Здесь черты БИОГРАФИЧЕСКОГО (Враг пытал: «... петь я В этом ужасе не могу» [3, с. 193]; и Я - тишайшая, я - простая, «Подорожник», «Белая стая... [3, с. 194];
ИСТОРИЧЕСКОГО
Торжествами гражданской смерти Я по горло сыта - поверьте... [3, с. 193];
ВОЕННОГО
Ты спроси у моих современниц,
Каторжанок, стопятниц, пленниц,
И к тебе порасскажем мы,
Как в беспамятном жили страхе,
Как растили детей для плахи,
Для застенка и для тюрьмы... [3, с. 198];
ИНФЕРНАЛЬНОГО
Сам изящный сатана... [3, с. 192]; «По ту сторону ада мы» [3, с. 198];
ОНЕЙЕРИЧЕСКОГО
А во сне все казалось, что это Я пищу для кого-то либретто, И отбоя от музыки нет. А ведь сон - это тоже вещица, Soft embalmer, Синяя птица, Эльсинорских террас парапет... [3, с. 192];
МИФОЛОГИЧЕСКОГО
И была для меня та тема,
Как раздавленная хризантема На полу, когда гроб несут [3, с. 194); и Как была я ему запретней Всех семи смертельных грехов [3, с. 195]; ИНТЕЛЛЕКТУАЛЬНОГО (история создания «Поэмы без героя»); ЛИТЕРАТУРНОГО (имена драматургов (Софокл и Шекспир); ЧАРОДЕЯ (Калиостро); ХУДОЖНИКА(Эль Греко); БУДУЩЕГО
И тогда из грядущего века Незнакомого человека Пусть посмотрят дерзко глаза... [3, с. 196]; ЦИКЛИЧЕСКОГО
И проходят десятилетья Пытки, ссылки и казни... [3, с. 193]
ВРЕМЕНИ.
Время «Части Третьей» («Эпилог) обозначено автором в ремарке: 24 июня 1942, собственно эта часть и является посвящением осажденным ленинградцам: А веселое слово - дома -Никому теперь незнакомо [3, с. 201], а вся тема «Эпилога» может быть определена через призму «Реквиема» и войны. Ремарка, сделанная автором, представляет развернутое описание разрушенного Ленинграда, перед автором разворачивается пространственная перспектива, хотя Ахматова повествует, описывает город, находясь в Ташкенте: «Белая ночь 24 июня 1942 г. Город в развалинах. От Гавани до Смольного видно все как на ладони. Кое-где догорают застарелые пожары. В Шереметевском саду цветут липы и поет соловей. Одно окно третьего этажа (перед которым увечный клен) выбито, и за ним зияет черная пустота. В стороне Кронштадта ухают тяжелые орудия. Но в общем тихо» [3, с. 199]. В этой части поэмы пространство выходит за рамки сюжета, оно шире, что выражается в следующих строках: Обуянная смертным страхом И отмщения зная срок, Опустивши глаза сухие И ломая руки, Россия Предо мною шла на восток [3, с. 202], -взгляд автора расширяется, ее взору представляется не только маленькая трагедия, произошедшая в «Части Первой», но глобальное братоубийство и разрушение места действия драматического представления, разыгранного Коломбиной и Пьеро.
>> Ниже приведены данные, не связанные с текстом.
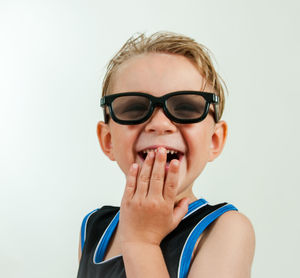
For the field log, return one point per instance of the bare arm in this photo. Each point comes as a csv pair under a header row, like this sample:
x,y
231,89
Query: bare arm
x,y
79,248
147,215
227,249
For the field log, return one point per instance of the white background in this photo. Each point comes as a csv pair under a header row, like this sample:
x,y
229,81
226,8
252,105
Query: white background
x,y
52,172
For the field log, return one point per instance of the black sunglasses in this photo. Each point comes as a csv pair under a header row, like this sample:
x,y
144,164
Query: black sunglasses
x,y
181,107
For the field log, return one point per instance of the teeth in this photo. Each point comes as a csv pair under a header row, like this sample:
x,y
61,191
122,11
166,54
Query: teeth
x,y
155,150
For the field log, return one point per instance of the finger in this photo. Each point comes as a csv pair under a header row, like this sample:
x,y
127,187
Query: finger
x,y
180,210
144,176
158,173
171,183
131,182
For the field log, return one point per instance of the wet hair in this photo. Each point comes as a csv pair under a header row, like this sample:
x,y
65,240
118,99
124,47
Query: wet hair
x,y
170,43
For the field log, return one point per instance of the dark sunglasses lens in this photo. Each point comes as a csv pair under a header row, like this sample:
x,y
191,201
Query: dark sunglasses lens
x,y
128,108
186,107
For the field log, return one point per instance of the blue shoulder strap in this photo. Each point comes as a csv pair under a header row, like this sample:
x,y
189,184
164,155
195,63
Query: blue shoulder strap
x,y
187,251
83,228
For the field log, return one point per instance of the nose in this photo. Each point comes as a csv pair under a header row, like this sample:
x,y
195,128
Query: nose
x,y
159,123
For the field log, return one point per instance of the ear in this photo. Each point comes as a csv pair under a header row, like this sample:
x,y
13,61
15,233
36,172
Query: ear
x,y
104,137
218,140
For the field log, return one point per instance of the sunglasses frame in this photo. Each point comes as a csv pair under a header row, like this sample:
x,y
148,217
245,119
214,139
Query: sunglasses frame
x,y
210,98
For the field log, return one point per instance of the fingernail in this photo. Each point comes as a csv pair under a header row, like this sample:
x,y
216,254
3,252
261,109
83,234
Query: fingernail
x,y
175,162
162,150
151,154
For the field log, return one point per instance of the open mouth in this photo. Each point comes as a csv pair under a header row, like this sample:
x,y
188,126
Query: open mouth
x,y
171,154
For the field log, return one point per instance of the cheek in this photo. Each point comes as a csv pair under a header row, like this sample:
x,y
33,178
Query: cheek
x,y
123,140
198,143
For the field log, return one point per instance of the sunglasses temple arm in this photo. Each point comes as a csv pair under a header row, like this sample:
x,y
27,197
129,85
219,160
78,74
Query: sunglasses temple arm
x,y
105,115
216,108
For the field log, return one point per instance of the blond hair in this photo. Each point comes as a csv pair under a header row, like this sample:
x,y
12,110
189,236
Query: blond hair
x,y
172,43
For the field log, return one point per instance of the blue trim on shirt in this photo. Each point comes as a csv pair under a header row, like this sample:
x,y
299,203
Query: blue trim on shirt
x,y
194,235
83,227
101,248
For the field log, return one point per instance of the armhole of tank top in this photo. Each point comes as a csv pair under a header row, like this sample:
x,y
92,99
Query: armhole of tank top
x,y
188,248
83,228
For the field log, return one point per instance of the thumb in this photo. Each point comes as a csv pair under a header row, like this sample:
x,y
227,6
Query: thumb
x,y
180,210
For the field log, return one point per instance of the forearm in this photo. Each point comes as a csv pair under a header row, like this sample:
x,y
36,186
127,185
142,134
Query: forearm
x,y
144,260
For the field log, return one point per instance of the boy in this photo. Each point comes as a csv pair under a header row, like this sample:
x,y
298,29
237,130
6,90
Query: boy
x,y
162,103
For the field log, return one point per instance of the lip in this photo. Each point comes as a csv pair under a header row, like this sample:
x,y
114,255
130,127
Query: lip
x,y
180,154
153,147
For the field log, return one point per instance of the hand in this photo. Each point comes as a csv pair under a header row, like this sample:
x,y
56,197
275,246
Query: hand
x,y
148,211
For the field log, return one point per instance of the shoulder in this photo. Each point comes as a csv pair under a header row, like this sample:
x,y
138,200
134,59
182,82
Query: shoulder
x,y
229,244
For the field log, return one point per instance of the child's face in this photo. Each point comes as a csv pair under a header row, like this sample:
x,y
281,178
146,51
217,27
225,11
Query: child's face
x,y
159,74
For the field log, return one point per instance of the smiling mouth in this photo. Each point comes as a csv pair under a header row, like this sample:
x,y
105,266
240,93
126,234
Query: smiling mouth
x,y
171,154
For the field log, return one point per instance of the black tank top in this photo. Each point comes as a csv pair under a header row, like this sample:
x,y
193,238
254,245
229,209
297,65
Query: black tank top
x,y
177,247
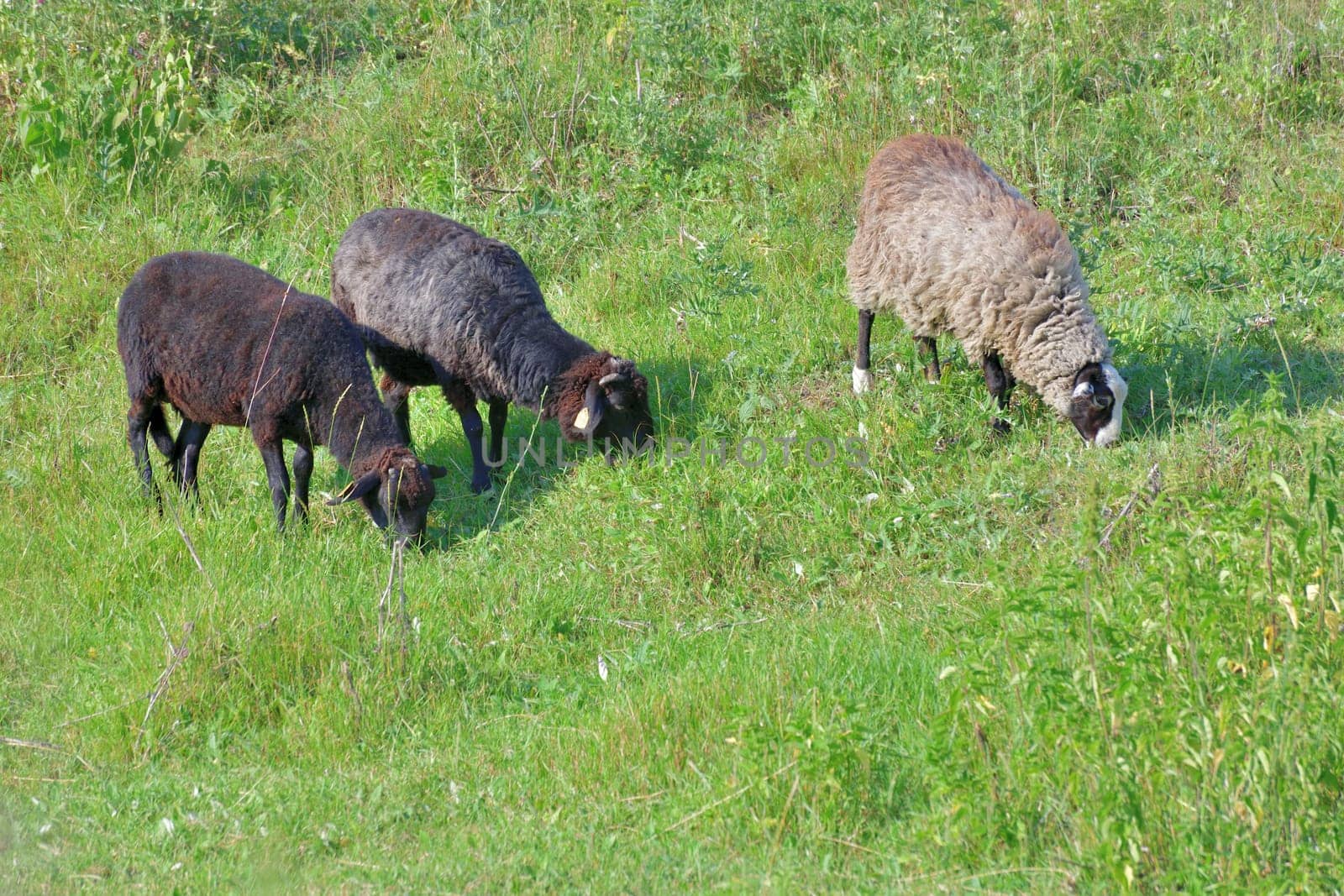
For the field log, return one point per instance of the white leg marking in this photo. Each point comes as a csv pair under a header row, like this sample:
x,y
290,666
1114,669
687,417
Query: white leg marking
x,y
862,380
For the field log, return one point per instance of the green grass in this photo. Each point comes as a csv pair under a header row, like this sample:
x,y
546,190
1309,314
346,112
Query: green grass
x,y
978,664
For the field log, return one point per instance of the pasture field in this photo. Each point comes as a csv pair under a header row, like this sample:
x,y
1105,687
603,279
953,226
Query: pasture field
x,y
968,664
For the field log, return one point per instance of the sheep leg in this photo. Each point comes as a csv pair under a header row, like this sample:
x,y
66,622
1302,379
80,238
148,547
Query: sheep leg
x,y
460,396
927,348
862,376
499,414
302,474
273,456
396,398
138,422
187,453
1000,385
163,439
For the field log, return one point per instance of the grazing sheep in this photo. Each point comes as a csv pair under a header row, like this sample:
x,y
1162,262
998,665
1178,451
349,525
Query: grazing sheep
x,y
444,305
228,344
947,244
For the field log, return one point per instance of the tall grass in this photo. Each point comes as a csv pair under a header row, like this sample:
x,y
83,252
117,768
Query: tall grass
x,y
971,664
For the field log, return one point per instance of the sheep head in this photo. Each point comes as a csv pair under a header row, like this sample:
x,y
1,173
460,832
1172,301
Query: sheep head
x,y
608,399
400,490
1097,403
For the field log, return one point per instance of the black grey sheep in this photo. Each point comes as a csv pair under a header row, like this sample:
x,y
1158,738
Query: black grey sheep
x,y
448,307
226,343
947,244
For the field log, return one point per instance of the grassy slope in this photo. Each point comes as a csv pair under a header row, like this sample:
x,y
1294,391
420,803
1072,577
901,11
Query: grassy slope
x,y
958,689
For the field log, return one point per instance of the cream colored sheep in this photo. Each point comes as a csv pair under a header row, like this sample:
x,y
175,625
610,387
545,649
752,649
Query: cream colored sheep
x,y
951,248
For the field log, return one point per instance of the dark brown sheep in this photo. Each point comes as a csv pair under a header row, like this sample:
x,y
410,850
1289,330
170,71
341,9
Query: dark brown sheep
x,y
444,305
226,343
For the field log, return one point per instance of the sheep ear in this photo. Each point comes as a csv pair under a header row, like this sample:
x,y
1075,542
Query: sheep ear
x,y
356,490
588,418
617,387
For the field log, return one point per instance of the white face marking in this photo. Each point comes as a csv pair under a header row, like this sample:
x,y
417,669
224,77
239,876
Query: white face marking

В «Поэме без героя» наравне с лирическим временем присутствует эпическое время, а произведение характеризуется многоаспектными проявлениями форм как темпоральной категории, так и пространства.
Литература
1. Ахматова А.А. Стихотворения 1904-1941 гг. // Собрание сочинений: в 6 т. - М., 1998. т. 1.
2. Ахматова А.А. Поэма без героя // Собрание сочинений: в 6 т. - М., 1998. т. 3.
3. Ахматова А.А. Проза о поэме // Собрание сочинений: в 6 т. - М.,1998. т. 3.
4. Ахматова А.А. Соч.: В 2 т. / Сост. и подготовка текста М.М. Кралина. - М., 1990. С. 425.
5. Ильев С.П. «Петербургские повести» Андрея Белого и Анны Ахматовой («Петербург» - «Поэма без героя») // Ахматовские чтения. вып. 1. Царственное слово. -М., 1992.
6. Мусатов В. «В то время я гостила на земле...». Лирика Анны Ахматовой. М. -2007.
7. Чайковская И. В ахматовском зеркале // Нева. 2006. №3. С. 249-245.
8. «Я не такой тебя когда-то знала...»: Анна Ахматова. Поэма без героя. Проза о Поэме. Наброски балетного либретто: материалы к творческой истории / изг. подг. Н.И. Крайнева; под ред. Н.И. Крайневой, О.Д. Филатовой. - С. 1330.